89 Hunting the weasel
My mobile's alarm breaks in upon this idyll. Ten to three: I should set off for Pippa's, or I'll keep Kim waiting there. I step down from the Casino ledge onto the beach and set off inland along the bank of Wesley Lake. I reflect on what I've learned so far today from the spying homework assigned to me by Evelyn: Lucan now knows that Alaia kept her DVD misdelivery a secret from Evelyn, and Lucan is about to use this knowledge to force Alaia to do something for him. Which is not, unfortunately, a piece of homework I can hand back to the homework-assigner.
I find Kim waiting outside the high-rise. "I told Shigem I was just going for another walk," he says, "so I probably shouldn't stay too long here."
"OK." Pippa's buzzer buzzes, to let us in. "Where in Pippa's hallway is that narrow door?" I ask Kim while we are in the lift.
"Halfway between the front door and her bedroom."
She opens her door dressed in a grey sweatshirt with matching grey sweatpants and gestures us inside in a friendly but distracted manner. Soon Kim is sitting with her in front of her TV, flicking through the DVD menu to find some of the best and loudest bits. "Is the TV muted?" he asks.
"I always have the volume down on the TV. Low or silent."
"I think we need a bit of volume for this one," I say. "Alaia does contribute significantly to the mix."
"What does she do?" asks Pippa.
"She wails," says Kim, unmuting it.
So here we all are on her sofa, he and I flanking Pippa, as he picks out the bits of Sound & Vision he liked best.
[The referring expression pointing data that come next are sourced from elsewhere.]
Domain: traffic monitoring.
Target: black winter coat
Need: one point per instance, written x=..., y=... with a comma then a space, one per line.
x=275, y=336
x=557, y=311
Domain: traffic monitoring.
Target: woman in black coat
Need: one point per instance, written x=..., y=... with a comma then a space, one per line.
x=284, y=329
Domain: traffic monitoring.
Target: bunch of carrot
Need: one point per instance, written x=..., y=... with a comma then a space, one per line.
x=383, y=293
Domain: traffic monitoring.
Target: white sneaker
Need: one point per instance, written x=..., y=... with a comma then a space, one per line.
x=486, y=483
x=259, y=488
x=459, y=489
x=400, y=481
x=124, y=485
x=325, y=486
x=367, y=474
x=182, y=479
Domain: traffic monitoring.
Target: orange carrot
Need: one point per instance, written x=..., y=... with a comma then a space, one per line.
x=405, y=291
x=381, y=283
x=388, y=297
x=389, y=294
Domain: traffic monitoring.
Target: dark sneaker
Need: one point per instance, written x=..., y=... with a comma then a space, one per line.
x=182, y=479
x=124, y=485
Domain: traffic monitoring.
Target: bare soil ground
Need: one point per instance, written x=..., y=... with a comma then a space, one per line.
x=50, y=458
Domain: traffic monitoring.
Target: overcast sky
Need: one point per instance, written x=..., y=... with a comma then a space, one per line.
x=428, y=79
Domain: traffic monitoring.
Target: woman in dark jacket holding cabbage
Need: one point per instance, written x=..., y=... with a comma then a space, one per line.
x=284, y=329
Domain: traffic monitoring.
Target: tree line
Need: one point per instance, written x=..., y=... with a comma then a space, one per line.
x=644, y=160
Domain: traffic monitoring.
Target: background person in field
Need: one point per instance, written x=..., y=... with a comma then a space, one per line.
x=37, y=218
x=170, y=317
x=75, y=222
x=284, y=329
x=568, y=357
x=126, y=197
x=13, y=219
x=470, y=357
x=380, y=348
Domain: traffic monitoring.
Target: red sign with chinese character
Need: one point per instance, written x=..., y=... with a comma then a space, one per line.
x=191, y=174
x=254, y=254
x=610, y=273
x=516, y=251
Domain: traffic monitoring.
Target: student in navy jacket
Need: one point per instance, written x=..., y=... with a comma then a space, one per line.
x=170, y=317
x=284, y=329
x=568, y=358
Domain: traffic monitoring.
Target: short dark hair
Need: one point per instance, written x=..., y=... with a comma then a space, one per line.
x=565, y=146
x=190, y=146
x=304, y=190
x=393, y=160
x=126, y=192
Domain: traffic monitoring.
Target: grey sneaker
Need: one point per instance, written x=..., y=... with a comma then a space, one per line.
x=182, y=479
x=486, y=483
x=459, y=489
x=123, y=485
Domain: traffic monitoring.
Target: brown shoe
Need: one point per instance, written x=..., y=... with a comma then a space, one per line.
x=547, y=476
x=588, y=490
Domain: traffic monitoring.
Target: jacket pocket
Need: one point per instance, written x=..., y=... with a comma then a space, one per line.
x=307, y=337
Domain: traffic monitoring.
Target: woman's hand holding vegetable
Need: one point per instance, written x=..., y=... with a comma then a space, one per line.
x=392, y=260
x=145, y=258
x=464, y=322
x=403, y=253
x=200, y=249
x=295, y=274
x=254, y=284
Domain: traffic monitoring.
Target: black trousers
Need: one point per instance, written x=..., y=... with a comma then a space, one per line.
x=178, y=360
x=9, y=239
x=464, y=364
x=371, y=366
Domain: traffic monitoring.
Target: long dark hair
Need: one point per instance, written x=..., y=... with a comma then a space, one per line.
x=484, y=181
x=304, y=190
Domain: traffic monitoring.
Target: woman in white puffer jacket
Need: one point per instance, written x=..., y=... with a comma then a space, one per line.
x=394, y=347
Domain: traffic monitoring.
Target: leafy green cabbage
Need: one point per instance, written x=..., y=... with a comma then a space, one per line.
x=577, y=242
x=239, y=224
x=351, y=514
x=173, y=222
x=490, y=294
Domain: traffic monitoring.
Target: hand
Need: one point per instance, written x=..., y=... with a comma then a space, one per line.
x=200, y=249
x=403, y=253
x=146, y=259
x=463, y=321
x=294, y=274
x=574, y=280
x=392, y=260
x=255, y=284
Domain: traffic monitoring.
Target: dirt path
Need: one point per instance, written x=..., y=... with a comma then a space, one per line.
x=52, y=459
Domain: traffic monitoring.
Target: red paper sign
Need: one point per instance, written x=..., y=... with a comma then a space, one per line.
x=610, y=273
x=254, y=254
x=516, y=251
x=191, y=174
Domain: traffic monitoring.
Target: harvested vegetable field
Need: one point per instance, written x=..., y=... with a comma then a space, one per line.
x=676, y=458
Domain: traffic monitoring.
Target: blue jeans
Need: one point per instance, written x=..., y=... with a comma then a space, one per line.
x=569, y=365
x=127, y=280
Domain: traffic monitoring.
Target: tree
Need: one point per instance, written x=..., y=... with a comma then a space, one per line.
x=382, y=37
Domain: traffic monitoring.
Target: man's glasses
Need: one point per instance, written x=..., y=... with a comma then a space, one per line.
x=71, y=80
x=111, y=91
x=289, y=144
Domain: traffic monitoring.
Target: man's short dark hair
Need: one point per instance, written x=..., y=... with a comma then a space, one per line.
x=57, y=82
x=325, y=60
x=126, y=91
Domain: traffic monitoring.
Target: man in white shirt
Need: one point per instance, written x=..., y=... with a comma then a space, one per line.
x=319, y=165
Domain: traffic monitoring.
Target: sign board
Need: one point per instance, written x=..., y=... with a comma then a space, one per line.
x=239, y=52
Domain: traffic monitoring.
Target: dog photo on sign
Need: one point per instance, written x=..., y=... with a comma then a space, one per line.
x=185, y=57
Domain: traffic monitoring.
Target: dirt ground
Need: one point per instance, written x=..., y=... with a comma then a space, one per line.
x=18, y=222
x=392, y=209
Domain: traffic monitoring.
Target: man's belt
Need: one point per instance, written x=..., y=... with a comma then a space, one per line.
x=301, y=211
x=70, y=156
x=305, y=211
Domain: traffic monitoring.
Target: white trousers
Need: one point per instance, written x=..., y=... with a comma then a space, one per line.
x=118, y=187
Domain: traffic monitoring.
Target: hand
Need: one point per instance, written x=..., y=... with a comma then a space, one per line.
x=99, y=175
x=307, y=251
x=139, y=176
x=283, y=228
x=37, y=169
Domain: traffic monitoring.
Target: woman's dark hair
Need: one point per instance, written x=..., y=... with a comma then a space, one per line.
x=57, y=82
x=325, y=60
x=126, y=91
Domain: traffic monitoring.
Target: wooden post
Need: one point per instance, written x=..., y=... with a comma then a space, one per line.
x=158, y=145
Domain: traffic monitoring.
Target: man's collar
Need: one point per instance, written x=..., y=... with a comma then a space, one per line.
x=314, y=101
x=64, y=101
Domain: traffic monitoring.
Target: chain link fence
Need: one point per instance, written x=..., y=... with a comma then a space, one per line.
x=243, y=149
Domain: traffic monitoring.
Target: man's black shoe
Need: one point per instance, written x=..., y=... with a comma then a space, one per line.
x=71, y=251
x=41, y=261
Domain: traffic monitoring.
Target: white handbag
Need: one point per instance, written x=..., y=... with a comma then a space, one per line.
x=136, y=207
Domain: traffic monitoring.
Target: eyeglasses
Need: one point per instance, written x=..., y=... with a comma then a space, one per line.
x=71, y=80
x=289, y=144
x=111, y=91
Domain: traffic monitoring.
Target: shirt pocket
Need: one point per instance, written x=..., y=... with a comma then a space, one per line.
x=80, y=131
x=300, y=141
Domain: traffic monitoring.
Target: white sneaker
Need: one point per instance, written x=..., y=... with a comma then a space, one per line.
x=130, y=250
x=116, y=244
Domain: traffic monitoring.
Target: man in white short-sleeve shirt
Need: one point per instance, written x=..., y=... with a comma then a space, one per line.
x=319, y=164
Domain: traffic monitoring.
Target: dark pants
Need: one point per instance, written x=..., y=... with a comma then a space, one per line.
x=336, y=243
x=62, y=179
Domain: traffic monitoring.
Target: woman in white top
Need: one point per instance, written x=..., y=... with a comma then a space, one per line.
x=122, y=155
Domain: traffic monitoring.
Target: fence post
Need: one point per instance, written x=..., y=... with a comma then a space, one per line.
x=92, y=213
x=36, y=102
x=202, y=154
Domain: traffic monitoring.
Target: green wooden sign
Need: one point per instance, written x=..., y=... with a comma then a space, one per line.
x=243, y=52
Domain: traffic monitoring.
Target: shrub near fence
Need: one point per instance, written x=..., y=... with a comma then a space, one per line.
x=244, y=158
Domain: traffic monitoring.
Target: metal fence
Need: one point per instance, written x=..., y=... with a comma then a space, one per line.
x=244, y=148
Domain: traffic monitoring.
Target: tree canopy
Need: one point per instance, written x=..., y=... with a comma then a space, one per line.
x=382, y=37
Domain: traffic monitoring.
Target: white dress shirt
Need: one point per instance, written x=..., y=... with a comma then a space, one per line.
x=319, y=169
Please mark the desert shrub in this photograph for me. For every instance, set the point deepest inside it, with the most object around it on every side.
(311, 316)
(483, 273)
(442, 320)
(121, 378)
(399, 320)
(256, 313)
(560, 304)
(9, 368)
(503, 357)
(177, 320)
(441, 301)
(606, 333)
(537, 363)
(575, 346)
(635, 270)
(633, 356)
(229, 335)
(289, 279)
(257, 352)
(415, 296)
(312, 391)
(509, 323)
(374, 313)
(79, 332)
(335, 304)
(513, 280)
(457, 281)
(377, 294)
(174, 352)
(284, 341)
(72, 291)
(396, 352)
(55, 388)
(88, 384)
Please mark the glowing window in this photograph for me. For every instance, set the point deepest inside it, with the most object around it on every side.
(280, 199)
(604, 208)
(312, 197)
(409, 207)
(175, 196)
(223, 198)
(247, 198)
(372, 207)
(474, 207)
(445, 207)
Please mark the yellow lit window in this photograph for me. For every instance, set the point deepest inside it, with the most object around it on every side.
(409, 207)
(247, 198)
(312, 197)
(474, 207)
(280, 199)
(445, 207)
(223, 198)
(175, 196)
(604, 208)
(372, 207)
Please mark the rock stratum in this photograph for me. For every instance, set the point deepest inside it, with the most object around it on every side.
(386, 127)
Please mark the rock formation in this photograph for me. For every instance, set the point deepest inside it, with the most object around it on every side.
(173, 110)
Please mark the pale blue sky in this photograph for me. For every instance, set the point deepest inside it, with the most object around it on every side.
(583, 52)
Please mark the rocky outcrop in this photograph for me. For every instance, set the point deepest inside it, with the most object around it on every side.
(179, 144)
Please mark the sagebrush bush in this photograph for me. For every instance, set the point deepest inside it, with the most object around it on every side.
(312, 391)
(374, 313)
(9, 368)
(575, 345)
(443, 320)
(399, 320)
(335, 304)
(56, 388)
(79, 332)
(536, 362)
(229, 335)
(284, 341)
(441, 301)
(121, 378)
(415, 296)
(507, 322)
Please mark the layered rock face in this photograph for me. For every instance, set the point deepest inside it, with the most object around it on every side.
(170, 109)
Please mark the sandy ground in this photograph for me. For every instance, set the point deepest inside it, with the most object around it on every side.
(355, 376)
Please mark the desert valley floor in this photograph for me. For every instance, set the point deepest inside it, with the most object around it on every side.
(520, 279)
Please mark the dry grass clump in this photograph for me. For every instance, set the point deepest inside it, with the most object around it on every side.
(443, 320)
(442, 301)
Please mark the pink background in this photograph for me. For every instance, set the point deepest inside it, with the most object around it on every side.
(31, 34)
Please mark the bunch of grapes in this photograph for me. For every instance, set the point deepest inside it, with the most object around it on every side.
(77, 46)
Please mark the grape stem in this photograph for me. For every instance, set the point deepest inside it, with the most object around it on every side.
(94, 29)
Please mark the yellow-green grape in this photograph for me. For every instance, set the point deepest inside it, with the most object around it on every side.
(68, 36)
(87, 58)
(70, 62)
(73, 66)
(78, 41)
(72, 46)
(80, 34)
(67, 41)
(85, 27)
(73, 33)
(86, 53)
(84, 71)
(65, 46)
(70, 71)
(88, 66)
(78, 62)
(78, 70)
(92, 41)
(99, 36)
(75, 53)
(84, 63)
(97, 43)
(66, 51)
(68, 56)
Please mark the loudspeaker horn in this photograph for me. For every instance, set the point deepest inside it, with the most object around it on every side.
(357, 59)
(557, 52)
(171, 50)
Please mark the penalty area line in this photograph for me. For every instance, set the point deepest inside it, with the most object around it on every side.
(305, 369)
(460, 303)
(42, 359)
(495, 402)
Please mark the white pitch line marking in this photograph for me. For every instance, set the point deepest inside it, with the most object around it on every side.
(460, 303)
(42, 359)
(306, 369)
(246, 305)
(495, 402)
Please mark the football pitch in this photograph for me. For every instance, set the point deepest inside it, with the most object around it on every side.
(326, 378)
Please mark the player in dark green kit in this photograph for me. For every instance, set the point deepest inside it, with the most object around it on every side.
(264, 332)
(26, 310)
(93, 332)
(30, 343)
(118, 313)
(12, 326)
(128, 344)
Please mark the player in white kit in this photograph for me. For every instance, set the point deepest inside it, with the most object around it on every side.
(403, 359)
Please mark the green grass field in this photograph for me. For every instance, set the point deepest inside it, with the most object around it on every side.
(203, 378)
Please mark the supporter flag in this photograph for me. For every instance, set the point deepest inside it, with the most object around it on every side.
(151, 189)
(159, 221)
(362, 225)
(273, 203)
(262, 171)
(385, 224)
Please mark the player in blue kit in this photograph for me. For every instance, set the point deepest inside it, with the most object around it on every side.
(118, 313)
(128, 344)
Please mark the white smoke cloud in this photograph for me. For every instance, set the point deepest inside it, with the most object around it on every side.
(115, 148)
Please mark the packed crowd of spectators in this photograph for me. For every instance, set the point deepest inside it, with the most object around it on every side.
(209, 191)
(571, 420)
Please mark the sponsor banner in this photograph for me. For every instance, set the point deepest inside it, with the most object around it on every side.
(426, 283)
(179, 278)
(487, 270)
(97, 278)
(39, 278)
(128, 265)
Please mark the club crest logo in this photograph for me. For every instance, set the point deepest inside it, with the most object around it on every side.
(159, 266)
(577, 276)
After a couple of minutes of Alaia's and my respective wailing and staring, Pippa's eyes open promisingly wide and glassy, and I see that Alaia and I have a new fan. Whether she'll be as hardcore a fan as Angel, I cannot predict, so very cloudy are her truths: her fandom may last no longer than these edited highlights Kim is showing her, and possibly not even that long. Still, if we can give her any pleasure, I'm happy for it. As I realised yesterday afternoon on my island, I do feel a real sorrow that she should have to bear such permanent depression. As I glance at her wide eyes now, however, this sorrow for her becomes softened by the feeling that this depression is simply part of the flesh-and-blood Pippa who sits beside me. There it is—and there she is, being herself. Her damage and sweetness, depression and whimsicality go together to make up a sad and beautiful package of Pippa-ness. Yesterday she was dressed in a white sweatshirt, today she's dressed in a grey one, tomorrow she'll be dressed in a sweatshirt of a different colour best known to her upon waking (or maybe even known by her already now, which might be a curious thing to investigate next time I tune in to her), and so she will carry on.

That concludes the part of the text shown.